The ChatGPT Dilemma in Translations
At a fork in the road, the translation industry has long been divided between machines and humans. Traditionally, humans are associated with feelings, metaphors, creativity, and inspiration, while machines are seen as mechanical, insensitive, and rigid in their treatment of language.
For a long time, machines fell short in producing accurate translations, and the industry sustained this divisive paradigm. Even as machine translation improved, the industry often focused on the 20% of translations that went wrong, rather than the 80% or so that were accurate. These glaring mistakes were a source of mockery and embarrassment, and machine translation was often dismissed as inferior to human translation.
However, instead of threatening the livelihood of human translators, machine translation actually highlighted the value of the human literary spirit. As the industry adopted machine translation applications, the need for high-quality content brought about by the content-marketing economy made translators' ability to read between the lines even more important.
But now, ChatGPT has disrupted the peace between humans and machines. As a large language model, it can predict the most likely next word with a high level of precision, based on a vast amount of training data. This has dissolved the mechanical nature of machines and brought human-like characteristics to machine discourse. ChatGPT has blurred the lines between humans and machines, and its ability to pass law exams, write code, and even create poetry has opened our perception to the idea that the gap between humans and machines may be closer to being bridged than we previously thought.
So what does this mean for translators? Is their trade still valuable? What does the future look like? These questions remain to be answered, but one thing is certain: the role of translators will continue to evolve as the industry adopts new technologies. Translators who can adapt to these changes and use technology to enhance their skills will likely be in high demand in the future.
While the concept of machine translation taking over the role of human translators has been around since the 1980s, the emergence of ChatGPT is different. ChatGPT is not designed to be a translation engine, but it has the ability to work with language in a dynamic way that can emulate human writing ability with impressive accuracy. This is happening now, and everyone is trying to find the best way to use ChatGPT to their advantage.
Integrating ChatGPT into the translation workflow is not a straightforward process. Simply feeding a sentence into ChatGPT and asking for a translation can be computationally expensive and may produce lower-quality results than traditional machine translation services.
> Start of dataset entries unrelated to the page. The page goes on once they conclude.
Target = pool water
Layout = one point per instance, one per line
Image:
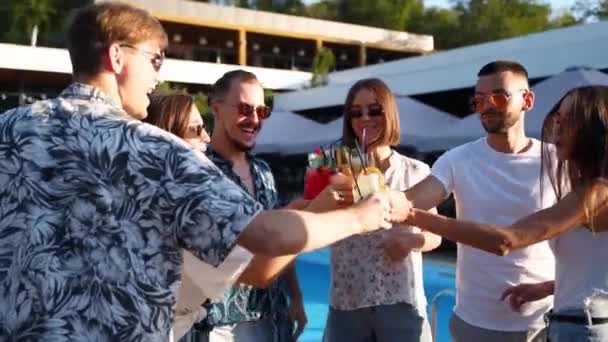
(313, 274)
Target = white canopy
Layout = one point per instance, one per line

However, with the right platform, API calls, linguistic insight, and data science expertise, it's possible to produce outcomes that far exceed what machines are currently capable of. While machines may eventually get us 99% of the way to perfect translations, this doesn't mean that translators will have to compete for the remaining 1% of the work.
As machines improve the quality of writing and translation, humans will naturally expect more and better reading experiences. Companies will need to compete for great translations in order to differentiate themselves from their competitors and drive customer engagement and sales. This will create more opportunities for translators to continuously tweak and improve translations to achieve their end goal.
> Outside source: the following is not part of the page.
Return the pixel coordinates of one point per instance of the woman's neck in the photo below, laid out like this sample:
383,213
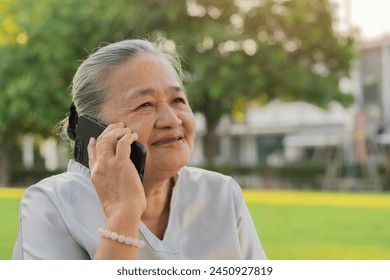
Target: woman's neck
156,214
Writing will become a more data-driven process, with the focus shifting from whether a marketing or product manager likes the copy to how customers react to it. Translation will become more iterative and data-responsive, with both machines and humans co-authoring the final product in a more conversational experience.
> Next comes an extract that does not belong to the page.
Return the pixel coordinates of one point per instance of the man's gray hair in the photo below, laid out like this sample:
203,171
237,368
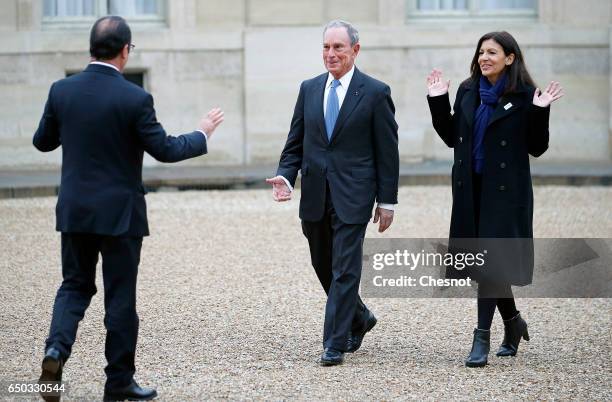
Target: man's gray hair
350,29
Content is becoming increasingly customized and personalized, resulting in a content explosion. While machines may bridge the gap between languages, translators will still be needed to produce high-quality content that is tailored to specific demographics, search intents, and other variables.
The key takeaway is that humans and machines don't have to be in conflict. By fostering a positive and constructive collaboration with machines, we are more likely to arrive at surprisingly positive outcomes that differ greatly from what we have predicted. Instead of trying to exploit or avoid machines, we can work towards a future where humans and machines work together to create high-quality content that engages and resonates with readers.